Australia’s “strong economy” has been the Coalition’s mantra throughout the election campaign.
Earlier this month, the Liberal Party created a meme of a smiling Scott Morrison armed with a lightsaber and dressed as a Jedi alongside the slogan: “The economy is strong with this one.”
In Treasurer Josh Frydenberg’s Budget speech, the phrase “strong economy” featured 14 times.
And Labor, loathe to campaign on what it sees as the Coalition’s territory, has barely challenged this proposition.
Yet the evidence suggests the claim is more rhetoric than reality.
On just about any measure, the economy is not strong — and any enduring pretensions that it is have been undermined by no less an authority than the Reserve Bank of Australia (RBA).
Its latest monetary policy statement has revised down economic growth for this financial year to just 1.7 per cent — more than half a percentage point below its previous forecast.
That contradicts Treasury forecasts in the Budget, which are barely a month old and were reaffirmed by Treasury even more recently in the pre-election economic and fiscal outlook.
Home values and household wealth have plummeted amid one of the biggest property slumps in Australia’s history.
The inflation rate is at a historic low of just 1.3 per cent and has languished below the Reserve Bank’s target range of 2 to 3 per cent for more than three years.
Although employment growth has been reasonably strong, driven by the public sector and community services, key sectors that drive the economy are shrinking.
Manufacturing, construction and retail trade have all shed tens of thousands of jobs over the past year — the building industry layoffs are a product of a massive slump in dwelling investment, which the RBA reckons will continue for years.
Some better headline data mask gloomier realities
Only high rates of immigration have stopped Australia lapsing into a formal recession.
The continued expansion — now in its 28th year, the longest period without a recession in recent world history — disguises a “per capita” recession that is driving down living standards.
Similarly, an unemployment rate mired at 5 per cent, which is not high by the standards of recent decades, disguises the true weakness of the labour market.
More than 13 per cent of the workforce is underutilised — either unable to secure work at all or the hours they need — and a disproportionate share of the jobs growth in recent times has been poor quality: casual and contract jobs in relatively low-wage, low-productivity sectors.
The Reserve Bank is betting on the unemployment rate staying where it is, but others are less optimistic.

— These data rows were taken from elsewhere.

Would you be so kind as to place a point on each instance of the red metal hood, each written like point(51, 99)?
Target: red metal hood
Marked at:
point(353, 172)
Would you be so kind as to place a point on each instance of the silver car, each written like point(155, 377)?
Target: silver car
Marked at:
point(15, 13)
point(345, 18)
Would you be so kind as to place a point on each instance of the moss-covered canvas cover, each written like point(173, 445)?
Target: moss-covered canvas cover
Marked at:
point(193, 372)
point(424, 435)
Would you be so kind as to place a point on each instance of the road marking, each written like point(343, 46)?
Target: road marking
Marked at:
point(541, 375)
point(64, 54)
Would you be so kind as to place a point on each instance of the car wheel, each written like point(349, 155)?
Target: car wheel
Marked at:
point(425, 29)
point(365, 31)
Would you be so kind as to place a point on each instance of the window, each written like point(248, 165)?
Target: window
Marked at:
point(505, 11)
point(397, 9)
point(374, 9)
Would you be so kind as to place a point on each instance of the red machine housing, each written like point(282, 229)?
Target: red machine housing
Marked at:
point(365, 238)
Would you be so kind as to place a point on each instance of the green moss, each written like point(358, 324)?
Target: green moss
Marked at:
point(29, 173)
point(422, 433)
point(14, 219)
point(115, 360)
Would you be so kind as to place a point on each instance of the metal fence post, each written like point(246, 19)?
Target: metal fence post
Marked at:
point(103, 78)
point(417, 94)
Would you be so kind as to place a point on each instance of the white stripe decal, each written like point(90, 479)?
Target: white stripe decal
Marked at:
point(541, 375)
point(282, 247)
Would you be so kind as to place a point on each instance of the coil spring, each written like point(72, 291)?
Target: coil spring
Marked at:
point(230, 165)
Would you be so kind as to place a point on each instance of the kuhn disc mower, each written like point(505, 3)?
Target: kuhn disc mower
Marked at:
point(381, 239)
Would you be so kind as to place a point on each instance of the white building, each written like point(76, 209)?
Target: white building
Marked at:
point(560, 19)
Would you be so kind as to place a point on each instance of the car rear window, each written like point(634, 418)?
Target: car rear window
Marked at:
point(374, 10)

Westpac’s Bill Evans, one of the most long-standing and respected market economists, predicts that developments in the labour market over the next three months will disappoint the RBA with a “deterioration of the labour market” over the coming six months and “continued weak inflation”.
This downturn in the economy is largely homegrown — the product of weak wages growth and the unwinding of an unsustainable property boom that left households saddled with enormous debts.
If there’s also an external shock, perhaps from a trade war sparked by Donald Trump’s tariffs on our largest trading partner China, it will open up the possibility of a double-whammy.
Yogi Berra, the legendary US baseball star and coach, famously observed that “it’s tough making predictions, especially about the future”, and it’s a maxim that’s often born out in economic forecasting.
But you don’t need a crystal ball to realise that whoever forms government after the federal election will inherit a sluggish economy, not a strong one.